SWIDT were nominated for both the Critics Choice Award, and Best Urban/Hip-Hop Album at the 2016 New Zealand Music Awards. At the Awards, R&B singer Aaradhna Jayantilal Patel refused her award for Best Urban/Hip-Hop Album, claiming that the two disparate categories had been placed together for racial reasons. She gave her award to SWIDT. In her speech refusing the award, Patel described SWIDT as 'the future of hip hop'.

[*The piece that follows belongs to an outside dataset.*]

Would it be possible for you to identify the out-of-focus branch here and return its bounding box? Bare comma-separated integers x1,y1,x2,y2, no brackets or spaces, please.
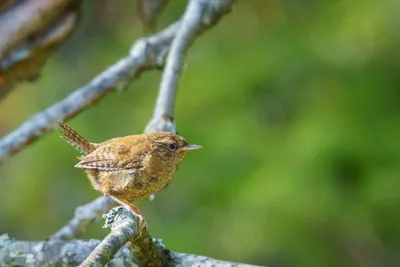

STONEYHUNGA reached number 4 in the New Zealand album charts. SWIDT have been nominated for 6 awards this year leading the nominations list at the 2017 New Zealand Music Awards. The Onehunga group is up for Godfrey Hirst Album of the Year, Vodafone Single of the Year, Best Group, Best Hip Hop Artist, and Vodafone People's Choice – as well as Massey University Best Producer at the Artisan Awards for band member SmokeyGotBeatz.

==Discography==
===Studio albums===

| Title | Album details | Peak chart positions |
NZ
| Stoneyhunga | Released: 18 November 2016; Label: SWIDT, Universal Music New Zealand; Format: CD, digital download, streaming; | 4 |

===Extended plays===

| Title | Album details | Peak chart positions |
NZ
| Stoneyhunga: The Bootleg EP | Released: 9 February 2018; Label: SWIDT, Universal; Format: Digital download, streaming; | 31 |
| The Most Electrifying | Released: 27 July 2018; Label: SWIDT; Format: Digital download, streaming; | 19 |
| Good Things Come in Threes | Released: 22 October 2020; Label: SWIDT; Format: Digital download, streaming; | — |
| 312 Day | Released: 2 December 2021; Label: SWIDT; Format: Digital download, streaming; | — |

===Mixtapes===

| Title | Album details | Peak chart positions |
NZ
| SmokeyGotBeatz Presents: Swidt vs Everybody | Released: 13 May 2016; Label: SWIDT; Format: CD, digital download, streaming; | 11 |

===Singles===

Title: Year; Peak chart positions; Certifications; Album
NZ Hot: NZ Artist
"Alfred & Church": 2017; —; —; Stoneyhunga
"Little Did She Know": —; 20
"Close One" (featuring CJ Fly): —; —
"Tonight" (featuring Bailey Wiley): —; —
"Player of the Day": —; —
"Conquer": 2018; —; —; Stoneyhunga: the Bootleg EP
"Who Run It": —; —; The Most Electrifying
"Preacher Man": 2019; —; —; Non-album singles
"Who R U": —; —
"Wonders" (featuring B Wise & Mikey Dam): 2020; —; —; Good Things Come in Threes
"Seize the Day" (featuring Savage): 2021; —; —; Non-album singles
"Bunga": —; —
"Kelz Garage" (featuring Lomez Brown): —; 5; RMNZ: Gold;; 312 Day
"RSVP": 2022; —; —; Non-album singles
"Youphoria" (featuring High Hoops): 2023; 18; —
"—" denotes a recording that did not chart.